The movie has traditional financing for a French short. The French public TV gave us money after reading the script, before we even began shooting. We also received financial support from the City of Paris, and from the CNC (National Film Center).
What was the most challenging part of the filmmaking process and how did you overcome it?
The most important for me in this movie was how I can speak about this subject with a smooth approach. I'm not for or against the Hijab; I just want to tell a story, to show another reality than the one the French media shows. This movie had to be very touchy and direct.
Tell us about your experience getting into Sundance.
I was really surprised by the selection, it was like a dream! It´s so important for a French director to be here! I'm really happy about the positive feedback on the movie. I have had a lot of interesting meetings and encounters at Sundance. It´s a wonderful experience. And I must confess it’s my first time in America. It was a wish for me: go to America and present a movie. Done!
If you had to make the film all over again, would you do anything different?
That´s not a question for me actually. I enjoyed when the film was selected for festivals and I'm interested by the feedback, but I don't want to go back or change anything. I'm thinking about my future projects, that´s the most important now.
What’s next for your film? Do you have distribution? If so, when and how can people see it and if not, what are your hopes for the film?
At the same time of Sundance, the film is in Sofia Festival (Bulgaria) and in a French film festival. I hope there, some people from all over the world will have a chance to see it. A company is working on the world sales for TV and we have a project for a release in France with 3 of my short films.

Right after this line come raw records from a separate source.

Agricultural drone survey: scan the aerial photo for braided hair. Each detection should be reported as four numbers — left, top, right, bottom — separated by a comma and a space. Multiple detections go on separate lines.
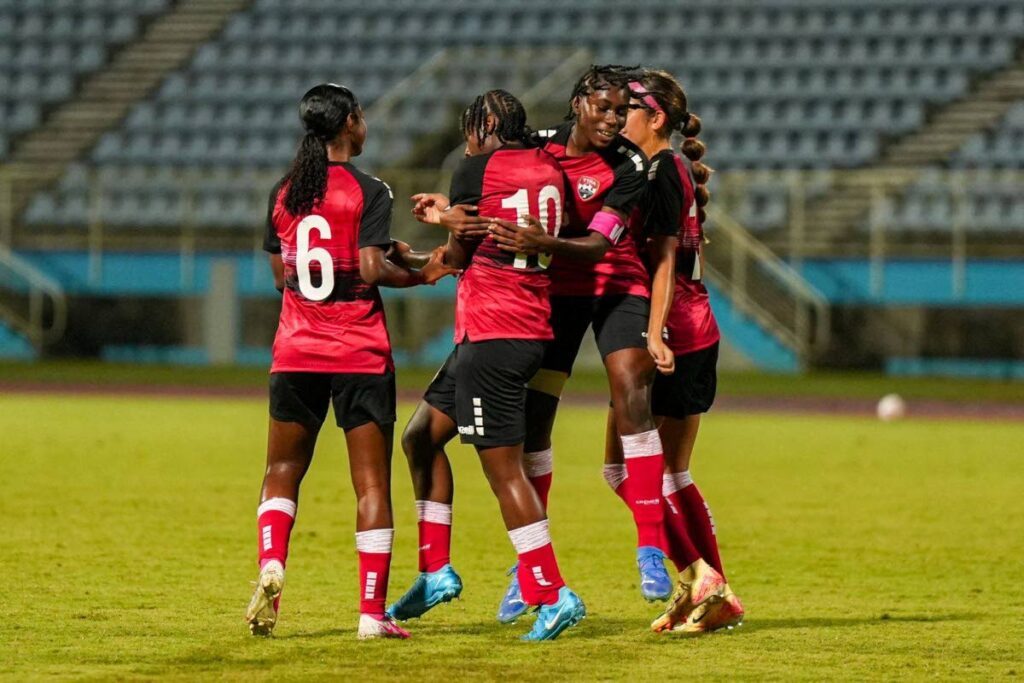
285, 83, 359, 216
565, 65, 641, 121
633, 69, 714, 224
461, 89, 534, 146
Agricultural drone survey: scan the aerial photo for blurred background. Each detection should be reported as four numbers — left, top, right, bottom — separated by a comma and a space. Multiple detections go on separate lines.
0, 0, 1024, 381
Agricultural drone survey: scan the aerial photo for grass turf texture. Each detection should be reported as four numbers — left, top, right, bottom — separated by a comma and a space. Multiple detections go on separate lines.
0, 394, 1024, 681
0, 360, 1024, 403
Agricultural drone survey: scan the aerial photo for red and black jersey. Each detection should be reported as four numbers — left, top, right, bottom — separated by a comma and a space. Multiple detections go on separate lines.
450, 146, 567, 344
263, 162, 393, 375
630, 150, 721, 355
541, 122, 650, 297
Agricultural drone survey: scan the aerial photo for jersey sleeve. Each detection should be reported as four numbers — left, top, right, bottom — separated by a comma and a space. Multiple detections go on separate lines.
359, 178, 394, 249
263, 179, 285, 254
449, 155, 490, 206
644, 159, 693, 237
604, 140, 647, 215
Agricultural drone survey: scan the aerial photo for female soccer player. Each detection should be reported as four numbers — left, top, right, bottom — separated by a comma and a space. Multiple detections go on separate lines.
608, 71, 743, 634
388, 90, 586, 640
246, 84, 454, 639
493, 66, 672, 622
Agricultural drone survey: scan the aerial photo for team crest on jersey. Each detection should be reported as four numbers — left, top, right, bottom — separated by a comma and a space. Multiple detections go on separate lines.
577, 175, 601, 202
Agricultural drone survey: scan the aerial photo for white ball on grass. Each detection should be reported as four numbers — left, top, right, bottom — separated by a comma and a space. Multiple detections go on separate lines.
877, 393, 906, 422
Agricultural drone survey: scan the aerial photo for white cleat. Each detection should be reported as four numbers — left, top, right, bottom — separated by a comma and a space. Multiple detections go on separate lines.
358, 614, 410, 640
246, 560, 285, 636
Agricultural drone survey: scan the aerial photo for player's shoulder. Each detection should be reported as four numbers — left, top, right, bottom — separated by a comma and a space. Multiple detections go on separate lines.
341, 162, 394, 200
598, 135, 647, 178
535, 121, 572, 146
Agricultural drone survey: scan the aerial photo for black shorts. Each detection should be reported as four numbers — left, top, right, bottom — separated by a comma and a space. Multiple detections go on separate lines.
650, 342, 718, 420
270, 371, 395, 431
423, 339, 546, 449
541, 294, 650, 375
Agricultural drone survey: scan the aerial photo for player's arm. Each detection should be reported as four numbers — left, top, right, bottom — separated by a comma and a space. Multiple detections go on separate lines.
647, 234, 679, 375
359, 246, 459, 289
358, 181, 456, 288
263, 180, 285, 294
489, 207, 626, 263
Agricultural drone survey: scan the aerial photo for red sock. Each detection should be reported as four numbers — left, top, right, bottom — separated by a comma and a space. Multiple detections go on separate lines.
601, 464, 629, 506
622, 429, 665, 548
355, 528, 394, 618
256, 498, 296, 569
522, 449, 554, 510
676, 471, 725, 577
416, 501, 452, 571
509, 519, 565, 605
663, 474, 700, 571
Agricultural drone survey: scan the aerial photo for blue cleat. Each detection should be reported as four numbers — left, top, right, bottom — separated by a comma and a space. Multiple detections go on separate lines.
498, 562, 529, 624
522, 586, 587, 641
387, 564, 462, 622
637, 546, 672, 602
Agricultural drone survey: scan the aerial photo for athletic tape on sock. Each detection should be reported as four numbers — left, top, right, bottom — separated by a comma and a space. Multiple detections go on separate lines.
522, 449, 555, 477
256, 498, 297, 519
355, 528, 394, 553
622, 429, 663, 458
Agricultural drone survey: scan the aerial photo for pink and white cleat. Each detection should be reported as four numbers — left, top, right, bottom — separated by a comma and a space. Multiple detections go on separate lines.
358, 614, 410, 640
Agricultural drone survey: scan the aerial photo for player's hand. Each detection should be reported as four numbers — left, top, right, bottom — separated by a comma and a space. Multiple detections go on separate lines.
410, 193, 451, 225
647, 334, 676, 375
488, 216, 548, 256
420, 247, 462, 285
440, 204, 490, 242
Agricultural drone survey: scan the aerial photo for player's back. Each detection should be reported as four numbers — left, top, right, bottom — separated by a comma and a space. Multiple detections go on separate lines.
270, 163, 392, 374
451, 146, 566, 342
542, 123, 650, 297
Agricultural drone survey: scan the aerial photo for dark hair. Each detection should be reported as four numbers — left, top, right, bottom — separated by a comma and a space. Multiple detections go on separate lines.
460, 89, 534, 145
285, 83, 359, 216
565, 65, 641, 121
633, 69, 714, 224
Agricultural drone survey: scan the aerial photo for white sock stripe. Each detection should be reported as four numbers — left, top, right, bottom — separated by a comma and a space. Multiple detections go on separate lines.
355, 528, 394, 553
672, 470, 693, 490
509, 519, 551, 555
256, 498, 296, 519
416, 501, 452, 526
522, 449, 555, 477
601, 465, 629, 490
622, 429, 663, 458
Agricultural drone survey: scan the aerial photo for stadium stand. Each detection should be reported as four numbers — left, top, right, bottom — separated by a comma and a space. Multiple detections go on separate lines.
14, 0, 1024, 229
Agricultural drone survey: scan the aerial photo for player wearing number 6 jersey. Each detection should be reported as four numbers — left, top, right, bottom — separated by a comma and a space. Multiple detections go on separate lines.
246, 84, 454, 638
388, 90, 585, 640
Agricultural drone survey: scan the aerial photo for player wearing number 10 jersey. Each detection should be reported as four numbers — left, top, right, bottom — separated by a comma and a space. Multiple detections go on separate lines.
388, 90, 585, 640
246, 84, 452, 638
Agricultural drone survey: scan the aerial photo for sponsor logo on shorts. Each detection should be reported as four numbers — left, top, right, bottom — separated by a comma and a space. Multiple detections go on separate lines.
577, 175, 601, 202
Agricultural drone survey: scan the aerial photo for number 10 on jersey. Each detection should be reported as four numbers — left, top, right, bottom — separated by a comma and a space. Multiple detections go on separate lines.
502, 185, 562, 268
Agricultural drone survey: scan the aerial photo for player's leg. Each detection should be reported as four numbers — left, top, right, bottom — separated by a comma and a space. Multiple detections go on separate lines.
331, 372, 409, 639
652, 345, 743, 634
387, 352, 462, 621
246, 373, 330, 636
594, 296, 672, 600
498, 297, 593, 624
456, 340, 586, 640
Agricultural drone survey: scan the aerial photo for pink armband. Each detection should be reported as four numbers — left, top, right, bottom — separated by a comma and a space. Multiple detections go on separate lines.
587, 211, 626, 245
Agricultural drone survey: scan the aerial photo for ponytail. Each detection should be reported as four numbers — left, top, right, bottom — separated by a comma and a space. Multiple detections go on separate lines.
285, 133, 327, 216
285, 83, 359, 216
679, 113, 714, 226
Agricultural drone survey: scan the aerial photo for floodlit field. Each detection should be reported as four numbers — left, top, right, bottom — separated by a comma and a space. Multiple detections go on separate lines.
0, 393, 1024, 681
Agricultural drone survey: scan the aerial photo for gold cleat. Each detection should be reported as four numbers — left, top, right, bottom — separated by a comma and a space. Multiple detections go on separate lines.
246, 560, 285, 636
650, 559, 727, 633
672, 585, 743, 636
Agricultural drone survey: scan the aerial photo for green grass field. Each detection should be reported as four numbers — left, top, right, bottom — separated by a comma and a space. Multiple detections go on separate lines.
0, 393, 1024, 681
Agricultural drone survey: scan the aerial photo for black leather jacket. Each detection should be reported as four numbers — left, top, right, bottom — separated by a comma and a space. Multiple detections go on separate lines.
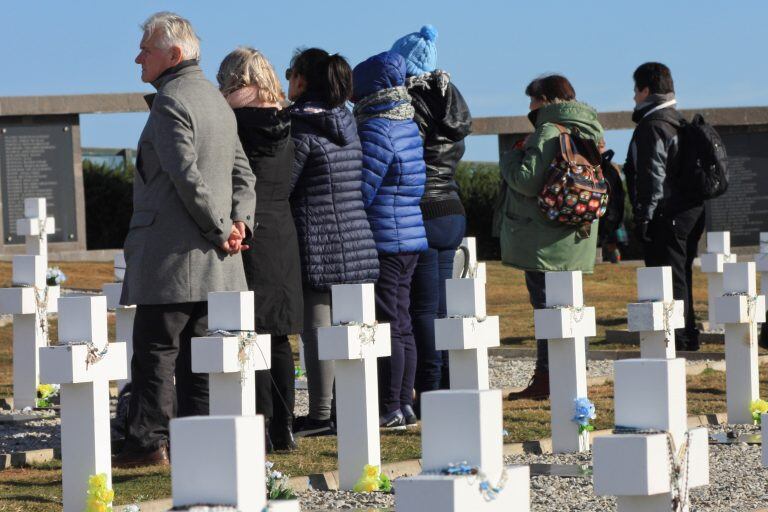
624, 103, 701, 222
408, 76, 472, 219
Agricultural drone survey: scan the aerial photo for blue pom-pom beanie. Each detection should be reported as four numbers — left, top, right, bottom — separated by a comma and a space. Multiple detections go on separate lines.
391, 25, 437, 76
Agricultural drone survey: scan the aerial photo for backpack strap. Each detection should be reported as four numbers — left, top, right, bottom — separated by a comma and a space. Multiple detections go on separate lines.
554, 123, 575, 162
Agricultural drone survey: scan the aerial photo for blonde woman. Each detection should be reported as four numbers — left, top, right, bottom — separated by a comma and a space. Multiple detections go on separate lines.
216, 47, 304, 450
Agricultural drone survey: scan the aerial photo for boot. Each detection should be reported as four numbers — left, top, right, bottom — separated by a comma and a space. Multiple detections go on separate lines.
507, 368, 549, 400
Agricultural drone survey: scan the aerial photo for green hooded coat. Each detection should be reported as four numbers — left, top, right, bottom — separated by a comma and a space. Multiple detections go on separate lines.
499, 101, 603, 272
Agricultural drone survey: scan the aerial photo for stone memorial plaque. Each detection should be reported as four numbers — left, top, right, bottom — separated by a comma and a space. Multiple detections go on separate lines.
707, 128, 768, 247
0, 120, 78, 245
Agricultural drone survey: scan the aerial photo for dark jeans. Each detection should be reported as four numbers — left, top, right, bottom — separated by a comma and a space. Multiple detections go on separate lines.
256, 336, 295, 432
125, 302, 208, 451
525, 270, 549, 372
644, 206, 705, 350
376, 254, 419, 414
411, 215, 467, 397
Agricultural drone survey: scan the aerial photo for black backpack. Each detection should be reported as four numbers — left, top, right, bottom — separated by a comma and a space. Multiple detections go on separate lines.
680, 114, 728, 200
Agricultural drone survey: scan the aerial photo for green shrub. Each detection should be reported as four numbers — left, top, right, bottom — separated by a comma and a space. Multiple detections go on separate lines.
83, 160, 133, 249
456, 162, 501, 260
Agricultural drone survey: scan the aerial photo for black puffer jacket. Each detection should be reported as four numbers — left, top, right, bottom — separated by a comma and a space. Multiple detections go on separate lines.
235, 107, 304, 336
290, 101, 379, 290
408, 72, 472, 220
624, 99, 702, 223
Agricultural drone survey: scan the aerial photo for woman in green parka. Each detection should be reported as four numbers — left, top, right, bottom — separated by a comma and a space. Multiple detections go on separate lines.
499, 75, 603, 400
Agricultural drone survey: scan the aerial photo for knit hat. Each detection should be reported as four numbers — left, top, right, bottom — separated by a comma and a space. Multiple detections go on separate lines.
391, 25, 437, 76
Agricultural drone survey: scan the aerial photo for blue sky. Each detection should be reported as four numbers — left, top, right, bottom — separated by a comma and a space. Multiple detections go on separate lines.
0, 0, 768, 160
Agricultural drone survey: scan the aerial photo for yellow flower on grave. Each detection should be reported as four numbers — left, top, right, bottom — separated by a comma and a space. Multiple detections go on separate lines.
363, 464, 379, 478
749, 400, 768, 424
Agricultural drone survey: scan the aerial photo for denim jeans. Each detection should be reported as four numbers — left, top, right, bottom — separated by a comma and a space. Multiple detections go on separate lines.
411, 215, 466, 402
525, 270, 549, 372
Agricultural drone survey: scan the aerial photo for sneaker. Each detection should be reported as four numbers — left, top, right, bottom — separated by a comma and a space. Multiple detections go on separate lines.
379, 409, 406, 430
400, 405, 419, 427
293, 416, 336, 437
507, 370, 549, 400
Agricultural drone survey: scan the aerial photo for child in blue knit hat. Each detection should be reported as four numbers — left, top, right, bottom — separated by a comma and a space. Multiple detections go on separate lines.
391, 25, 472, 413
391, 25, 437, 76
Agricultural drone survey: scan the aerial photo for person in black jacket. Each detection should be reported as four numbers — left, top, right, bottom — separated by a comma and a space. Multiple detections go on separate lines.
286, 48, 379, 436
624, 62, 704, 350
217, 47, 304, 451
391, 25, 472, 412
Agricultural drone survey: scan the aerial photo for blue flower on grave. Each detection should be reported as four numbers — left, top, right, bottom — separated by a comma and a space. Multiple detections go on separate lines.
45, 267, 67, 286
573, 397, 597, 434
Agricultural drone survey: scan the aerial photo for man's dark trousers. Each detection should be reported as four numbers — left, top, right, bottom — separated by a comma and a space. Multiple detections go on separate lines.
644, 206, 705, 350
125, 302, 208, 451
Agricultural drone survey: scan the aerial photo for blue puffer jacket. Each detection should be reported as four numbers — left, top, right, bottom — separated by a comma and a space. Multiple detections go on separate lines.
290, 101, 379, 290
353, 52, 427, 254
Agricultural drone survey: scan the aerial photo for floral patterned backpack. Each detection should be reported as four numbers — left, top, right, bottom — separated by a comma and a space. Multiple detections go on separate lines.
539, 124, 608, 238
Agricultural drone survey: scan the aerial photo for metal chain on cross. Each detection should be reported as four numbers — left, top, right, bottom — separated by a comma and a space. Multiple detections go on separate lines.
551, 306, 584, 333
11, 283, 50, 347
208, 329, 270, 385
613, 425, 691, 512
421, 461, 509, 501
340, 321, 379, 359
723, 292, 757, 345
59, 341, 109, 370
37, 218, 48, 244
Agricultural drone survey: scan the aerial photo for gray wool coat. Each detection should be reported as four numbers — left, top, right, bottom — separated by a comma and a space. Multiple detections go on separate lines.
120, 62, 256, 304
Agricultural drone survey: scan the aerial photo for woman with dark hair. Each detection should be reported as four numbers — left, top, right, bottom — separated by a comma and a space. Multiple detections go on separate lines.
499, 75, 603, 400
216, 47, 304, 451
391, 25, 472, 412
286, 48, 379, 436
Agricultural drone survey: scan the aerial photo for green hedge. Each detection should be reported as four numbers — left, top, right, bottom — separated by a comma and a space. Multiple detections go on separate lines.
456, 162, 501, 260
83, 160, 133, 249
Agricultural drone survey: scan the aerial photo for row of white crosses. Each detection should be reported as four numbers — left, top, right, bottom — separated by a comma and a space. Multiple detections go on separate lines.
592, 267, 712, 512
0, 198, 60, 409
40, 296, 127, 512
102, 252, 136, 391
395, 238, 530, 512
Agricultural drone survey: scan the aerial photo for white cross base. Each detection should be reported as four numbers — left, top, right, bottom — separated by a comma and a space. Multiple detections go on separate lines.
627, 267, 685, 359
435, 277, 500, 389
317, 283, 391, 490
717, 262, 765, 424
395, 389, 530, 512
170, 415, 267, 512
192, 292, 272, 416
534, 272, 596, 453
40, 296, 127, 512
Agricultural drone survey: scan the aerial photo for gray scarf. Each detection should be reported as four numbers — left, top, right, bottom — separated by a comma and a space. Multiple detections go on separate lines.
405, 69, 451, 96
353, 85, 415, 124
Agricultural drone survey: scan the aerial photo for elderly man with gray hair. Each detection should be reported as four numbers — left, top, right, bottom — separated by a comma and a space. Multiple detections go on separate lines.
115, 12, 256, 467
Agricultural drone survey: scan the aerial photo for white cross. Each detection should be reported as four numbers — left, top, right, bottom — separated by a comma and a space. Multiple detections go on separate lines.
40, 296, 127, 512
16, 197, 56, 263
627, 267, 685, 359
592, 359, 709, 512
701, 231, 736, 331
716, 262, 765, 424
395, 389, 530, 512
435, 277, 500, 389
192, 292, 272, 416
755, 232, 768, 332
317, 283, 391, 490
0, 198, 60, 409
534, 272, 596, 453
102, 251, 136, 391
453, 236, 486, 282
170, 415, 270, 512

If someone wants to watch my film, they can contact me directly by email, and I will send them a link: email@example.com. I will be happy to receive feedback, and discuss it with people.
Can you provide any advice to other filmmakers who dream of getting their films made?
Just believe in yourself and your projects. Listen to what other people say about your script, but stick to your own desire; don't forget the first desire of your project.